Jungian analysis in practice
In order best to illustrate how the analytic process works, we will explore its application to one fictionalized analysis, which will be referred to again in the following chapters. The analysand concerned is ‘Jolanta’ and she is a young woman of 28 who moved to the UK from Poland five years before she first went for analysis, seeking work opportunities and a new life. She had managed this to some degree, establishing herself in a job in retail which was not very well paid but promised better prospects.
Jolanta is gay and has had a couple of relationships with other women prior to the analysis; but these have not worked out well and both seemed to fall apart unexpectedly after about a year or so. This is the main factor that has brought her into analysis – she wants to understand better why her intimate relationships, which she had so wanted to work out well, have collapsed. She also wants to explore certain experiences from her childhood in Poland, where she says of her family situation ‘all seemed well on the surface, but there was something fragile about it’. There are dreams she wants to bring, too, and one of her friends suggested Jungian analysis because of this. To briefly set the scene, the initial sessions of the work go as far as the confession and elucidation stages.

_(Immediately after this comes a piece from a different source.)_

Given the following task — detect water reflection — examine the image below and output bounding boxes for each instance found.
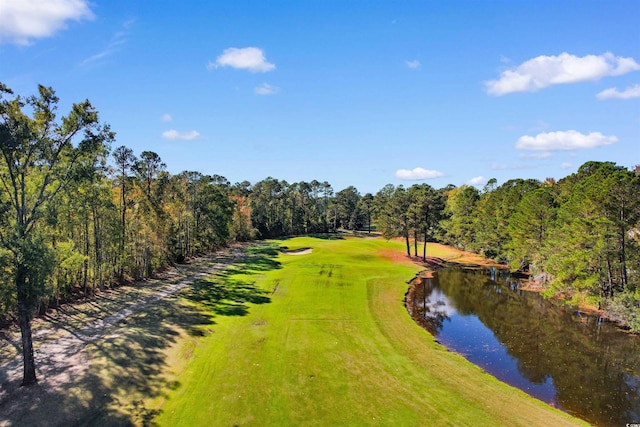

Confession: Jolanta reports feeling ashamed at how ‘controlling’ she has been with both previous partners, as well as describing how ‘ruthlessly ambitious’ and ‘restless’ she can be.
Elucid
ation: The analyst is just beginning to identify key themes arising from the above around, for example, her mistrust of others and ‘always having to do tasks herself because other people never do them properly’. The analyst notices impatience and intolerance in her initial countertransference, presumably an echo of what Jolanta describes here. The analysis has not got as far as the education or transformation stages, nor has she brought any dream material into the sessions yet.
LIMITATIONS OF THE FOUR-STAGE MODEL
The four-stage model provides an outline map for describing the analytic process. It can seem somewhat formulaic and it also does not provide a very detailed description of how the analyst should actually work with the material around during the therapy. Nevertheless, the value of the model could be said to lie in its clarity, and as a guide to making sense of how the analyst approaches the challenge of working with both conscious and unconscious dynamics in the consulting room. This, combined with the professional considerations outlined in the first half of the chapter, provide a good basis for analytical clinical practice.
Key terms
Blank screen: Term derived from psychoanalysis to refer to the stance of the analyst where they deliberately avoid revealing their personality (or sometimes their warmth) in order to evince reactions and projections from the patient relating to key unconscious dynamics.